Le privilège du pauvre

Publié le par la freniere

Les promesses des marins sont solubles dans l’eau. Elles sont le sel de la mer, et celles qui attendent en mettent dans leur bain. C’est dire tout ce qu’ils ont promis, tout ce qu’ils ont quitté. Ils vont de port en port comme on noie le chagrin. Sur la terre, les promesses proviennent des saisons et elles tiennent parole. Où aller quand on connaît la route ? Il faut d’abord se perdre pour se trouver. Quand le pain est mauvais, on accuse le blé. Qui accuser quand l’homme fait le mal ? En écoutant les autres, c’est d’abord soi-même qu’on écoute. Plus on parle de soi, plus les autres apparaissent. On n’écrit pas pour un lecteur. On écrit avec lui. On dialogue avec les choses. J’aime le geste d’écrire.

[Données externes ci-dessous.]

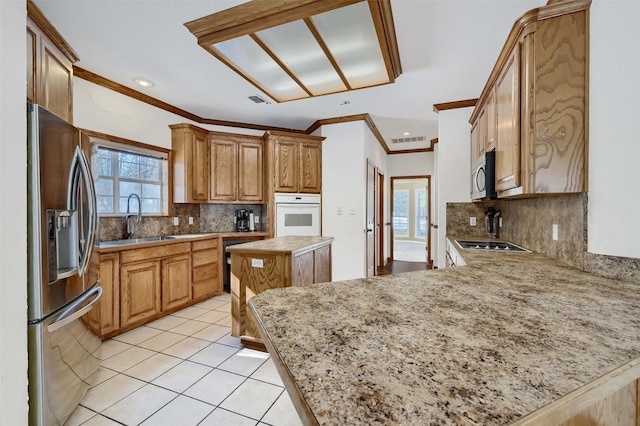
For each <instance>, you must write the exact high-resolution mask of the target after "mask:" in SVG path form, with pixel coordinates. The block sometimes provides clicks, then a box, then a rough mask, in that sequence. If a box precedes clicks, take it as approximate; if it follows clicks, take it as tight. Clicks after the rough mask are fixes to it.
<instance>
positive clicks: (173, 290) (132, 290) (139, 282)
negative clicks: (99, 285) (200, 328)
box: [120, 242, 192, 328]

C’est l’un des rares privilèges du pauvre, comme celui de rêver.

        

Il n’y a rien à situer. Tout se passe partout. S’il y a toujours une seconde qui cloche, ce n’est jamais celle du glas. Un tocsin tinte à toute heure. Ceux qui sèment avec des gants, croient-ils récolter des épines ? Et ceux qui n’aiment qu’un moment, croient-ils avoir aimé ? Le présent n’est jamais au présent très longtemps. Je préfère inventer. C’est quand elle sort du cadre que la peinture m’éblouit. Toutes les idéologies sont un musée Grévin. On astique le passé avec des idées de cire. On écrit toujours dans le noir. L’ombre de l’homme est celle d’Hiroshima. Ce n’est pas la terre qui mérite des ruines, c’est l’indifférence des nantis. Plus le vice est gros, plus il est acceptable. Je ne crois plus à la bonté de l’homme, à la mienne encore moins. De l’Ancien Testament au cinématographe, on n’a fait aucun pas vers le mieux. On a remplacé l’éthique par la trique. Ici, dans la région, que faire de nos enfants, nos animaux nos plantes, quand la seule culture est le sniffage d’exhaust et de bobettes, quand la seule religion est celle des pépines et des billets de loterie. Le jour des élections, on nous prend tous pour des imbéciles, et c’est avec raison.

        

Je ne comprends pas les jeunes qui ont peur de ne pas se faire une place chez les adultes. Arrangez ça comme vous voulez, le rêve est plus sérieux que la réalité. L’ordre établi, c’est le désordre mal établi. J’ai toujours cru que la misère nous rendait meilleur. C’est à peine vrai. Il y a partout des chiens qui mordent sans raison. La beauté, la bonté, doivent souvent se cacher, mais ce qui se cache n’est pas absent. Les plus lucides se cachent avec elles. La vie moderne n’aime pas ce qui prend du temps. Il faut pourtant du temps pour apprendre à s’aimer. Du train où vont les choses, il déraille de partout, il serait temps d’arrêter le progrès, l’oublier dans une gare sous une pile de revues. Quel bonheur de quitter la grande ville pour s’installer dans un trou. Un trou, parmi le vide, c’est plein de vie. Les bêtes y ont encore une place. Mais jusqu’à quand ? Le pire n’est-il pas déjà fait ? Quand un chevreuil me salue, je remercie le ciel. Être vraiment là est rare. Il faut savoir en profiter.